Cleopatra earned herself an enduring place in history and popular myth. Next to her sharp-mindedness, there are a few more things that gave her the popularity she still has today. Her supposed exotic beauty, power of seduction, and romantic and military alliances with Roman leaders, Julius Caesar and Mark Anthony. (1) (2)

You’ve probably learned about Cleopatra in school. However, there are still many facts about Cleopatra that you probably never heard about. Let’s brush up on that knowledge, and learn a couple of new things about Cleopatra, and her life. Without any further ado, let’s find out more!

1. Cleopatra wasn’t Egyptian

One of the most common facts about Cleopatra is actually not true at all. While many think she was of Egyptian descent, that’s not true. Cleopatra was born in Egypt, but she originated from a Macedonian Greek royal family, the Ptolemaic dynasty.

Ptolemy I Soter, Cleopatra’s ancestor, was one of the generals who served Alexander the Great. After Alexander’s death in 323 BC, Ptolemy took the reigns of Egypt. His family became a dynasty of Greek-speaking rulers that lasted in Egypt for almost three centuries.

While Cleopatra wasn’t ethnically Egyptian, she embraced many of the country’s ancient customs and traditions. She was the first member of the Ptolemaic line to learn the Egyptian language.

In that matter, Cleopatra was quite similar to Alexander the Great, who also remained known for adopting Persian customs, language, and fashion in an attempt to become accepted by the Persian people. (3)

2. There’s a lot more to Cleopatra than her beauty

One of the most popular facts about Cleopatra is her alluring physical appearance and exotic looks. Even today, it’s widely known that Cleopatra was an absolutely beautiful woman, and it’s believed that she used her sex appeal as a political weapon. However, that might be the picture that the Roman propaganda wanted you to see.
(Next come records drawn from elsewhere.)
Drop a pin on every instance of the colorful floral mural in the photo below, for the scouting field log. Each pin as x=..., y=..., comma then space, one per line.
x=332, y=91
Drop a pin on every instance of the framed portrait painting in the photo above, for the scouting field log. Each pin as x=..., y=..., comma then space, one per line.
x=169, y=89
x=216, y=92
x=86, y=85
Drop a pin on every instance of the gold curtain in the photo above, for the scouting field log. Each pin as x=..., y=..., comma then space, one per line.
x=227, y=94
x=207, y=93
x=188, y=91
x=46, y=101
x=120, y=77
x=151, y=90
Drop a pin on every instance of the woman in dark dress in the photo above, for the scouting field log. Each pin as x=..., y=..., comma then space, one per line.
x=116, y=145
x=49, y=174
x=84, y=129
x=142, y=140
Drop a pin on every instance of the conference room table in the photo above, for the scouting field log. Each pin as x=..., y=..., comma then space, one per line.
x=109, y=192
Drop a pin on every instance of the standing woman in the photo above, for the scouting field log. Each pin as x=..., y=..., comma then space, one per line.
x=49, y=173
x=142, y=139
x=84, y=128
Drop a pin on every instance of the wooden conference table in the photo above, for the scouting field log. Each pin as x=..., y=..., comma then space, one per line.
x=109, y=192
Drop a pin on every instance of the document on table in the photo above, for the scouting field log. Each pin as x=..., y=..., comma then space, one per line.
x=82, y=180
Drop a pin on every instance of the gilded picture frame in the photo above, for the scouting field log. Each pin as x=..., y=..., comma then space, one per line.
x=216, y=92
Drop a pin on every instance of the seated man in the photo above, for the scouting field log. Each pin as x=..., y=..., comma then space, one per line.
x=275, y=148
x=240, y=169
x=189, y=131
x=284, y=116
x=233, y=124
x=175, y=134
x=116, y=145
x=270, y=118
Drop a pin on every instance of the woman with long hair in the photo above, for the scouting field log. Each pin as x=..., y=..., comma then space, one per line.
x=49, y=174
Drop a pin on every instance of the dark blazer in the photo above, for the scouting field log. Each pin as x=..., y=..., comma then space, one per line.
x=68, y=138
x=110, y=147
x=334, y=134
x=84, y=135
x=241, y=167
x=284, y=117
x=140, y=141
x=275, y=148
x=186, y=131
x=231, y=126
In fact, Cleopatra may have been more renowned and respected for her intellect rather than her physical appearance. As we already mentioned, she was the first Ptolemaic leader who learned the Egyptian language, and she even spoke a few more.

She was also educated in philosophy, astronomy, oratory, and math. Some Egyptian sources even described her as the ruler “who elevated the ranks of scholars and enjoyed their company.”

On the other hand, there’s also some evidence that Cleopatra might’ve not been as beautiful as once believed. Coins with her portrait display that she had some manly features, and a large, hooked nose. Some historians tend to believe that she decided to portray herself as masculine as a display of strength.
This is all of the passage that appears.